Developing using CUDA toolkit


1). Open the Visual studio IDE (I am using Visual Studio 2015)
Under the CUDA Samples are the solutions for samples that are installed with the toolkit:



2). Open the solution as per the Visual Studio IDE installed on your workstation (Samples_vs2015.VC)
3). Use the build to compile the solution as shown.

  
4). After compiling

Go to the debug directory of the solution and run i.e

C:\Documents and Settings\All Users\NVIDIA Corporation\CUDA Samples\v9.2\0_Simple\matrixMul\x64\Debug

(I am trying the sample on matrix multiplication)

5). Use the command prompt (Startmenu > CMD )to cd to file matrixMul.cu on the Debug directory

6). Compile the CUDA file to generate the executables (a.exe)

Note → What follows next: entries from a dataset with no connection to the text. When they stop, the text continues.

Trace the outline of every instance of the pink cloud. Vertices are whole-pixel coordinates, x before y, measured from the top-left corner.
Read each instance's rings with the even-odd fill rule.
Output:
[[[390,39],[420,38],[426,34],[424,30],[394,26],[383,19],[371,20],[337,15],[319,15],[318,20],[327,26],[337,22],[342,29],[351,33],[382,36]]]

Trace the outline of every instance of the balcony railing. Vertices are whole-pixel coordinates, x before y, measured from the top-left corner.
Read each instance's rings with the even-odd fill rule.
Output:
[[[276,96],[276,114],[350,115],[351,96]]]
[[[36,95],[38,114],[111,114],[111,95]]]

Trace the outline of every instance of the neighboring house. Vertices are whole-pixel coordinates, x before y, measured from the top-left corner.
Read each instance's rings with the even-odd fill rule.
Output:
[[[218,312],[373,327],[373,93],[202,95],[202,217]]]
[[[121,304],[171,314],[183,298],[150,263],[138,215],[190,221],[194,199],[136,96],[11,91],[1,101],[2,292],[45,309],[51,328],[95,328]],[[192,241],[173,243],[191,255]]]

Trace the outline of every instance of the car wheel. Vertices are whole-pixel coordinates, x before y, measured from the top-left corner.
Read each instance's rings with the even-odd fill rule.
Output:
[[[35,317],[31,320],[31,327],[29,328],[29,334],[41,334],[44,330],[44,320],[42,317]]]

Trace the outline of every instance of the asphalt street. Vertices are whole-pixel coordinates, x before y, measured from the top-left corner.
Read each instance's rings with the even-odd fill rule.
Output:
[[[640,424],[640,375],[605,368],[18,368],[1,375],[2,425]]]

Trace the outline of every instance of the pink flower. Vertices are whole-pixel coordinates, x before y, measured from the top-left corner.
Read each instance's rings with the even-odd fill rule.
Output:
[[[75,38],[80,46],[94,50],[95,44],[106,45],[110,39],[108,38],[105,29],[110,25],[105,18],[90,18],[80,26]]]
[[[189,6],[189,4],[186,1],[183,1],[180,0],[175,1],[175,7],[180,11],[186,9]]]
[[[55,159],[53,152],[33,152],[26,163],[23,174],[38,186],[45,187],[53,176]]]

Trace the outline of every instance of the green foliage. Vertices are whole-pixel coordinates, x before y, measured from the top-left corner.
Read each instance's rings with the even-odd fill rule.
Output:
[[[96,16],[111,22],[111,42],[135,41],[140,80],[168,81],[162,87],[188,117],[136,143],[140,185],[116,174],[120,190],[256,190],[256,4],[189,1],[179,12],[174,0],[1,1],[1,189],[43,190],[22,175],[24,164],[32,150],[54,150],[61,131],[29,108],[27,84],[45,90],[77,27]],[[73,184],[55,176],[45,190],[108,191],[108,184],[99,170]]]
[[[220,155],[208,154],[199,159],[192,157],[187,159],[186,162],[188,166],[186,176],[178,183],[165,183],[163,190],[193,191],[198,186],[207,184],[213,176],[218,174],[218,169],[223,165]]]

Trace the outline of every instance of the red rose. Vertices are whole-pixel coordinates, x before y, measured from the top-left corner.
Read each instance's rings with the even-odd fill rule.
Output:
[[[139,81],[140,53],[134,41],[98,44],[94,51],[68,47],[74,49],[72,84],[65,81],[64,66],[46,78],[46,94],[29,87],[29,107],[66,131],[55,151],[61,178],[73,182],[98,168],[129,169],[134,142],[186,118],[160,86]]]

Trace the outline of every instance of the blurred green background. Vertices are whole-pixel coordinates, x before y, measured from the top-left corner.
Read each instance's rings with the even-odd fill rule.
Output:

The syntax to compile is :

nvcc " C:\Documents and Settings\All Users\NVIDIA Corporation\CUDA Samples\v9.2\0_Simple\matrixMul\x64\Debug\ matrixMul.cu"

7). It will  create the filed a.exe

Run a.exe to give you the output as shown:

8.) In this case it is showing my Graphic card Quadro K5000 , and the computation done by the GPU.

Task One - Create a  CUDA code to read computation power:

Steps
1). Open visual studio > New Project > Cuda Project > Enter Name of the project
2). Type the code on the .cu file as below:
  

Errors encountered:
> nvcc -o a.out matrixMul.cu

1). nvcc fatal : Cannot find compiler 'cl.exe' in PATH
solution add the path:


to windows path environment.

cl is the c/c++ compiler as located in your linux or windows workstation 

Programming  using CUDA toolkit 

1).Start Visual basic 2015.
2).New project
3). Select CUDA 9.2
4).This will create a file " .cu " where you write GPU specific code


Quick start on a simple hello world to execute on GPU


// includes, system
#include <stdio.h>
// includes CUDA Runtime
#include <cuda_runtime.h>
__global__
void kernel(void) {
}
int main(void) {
       kernel << <1, 1 >> >();
       printf("Hello, World!\n");
       getchar();
}

CUDA C keyword __global__ indicates that a function.
nvcc splits source file into host and device components — NVIDIA’s compiler handles device functions like kernel() — Standard host compiler handles host functions like main()


Memory management on CUDA programs

Host and device memory are distinct entities, where
- Device pointers point to GPU memory which may be passed to and from host code and  may not be dereferenced from host code.
- Host pointers point to CPU memory , may be passed to and from device code and may not be dereferenced from device code.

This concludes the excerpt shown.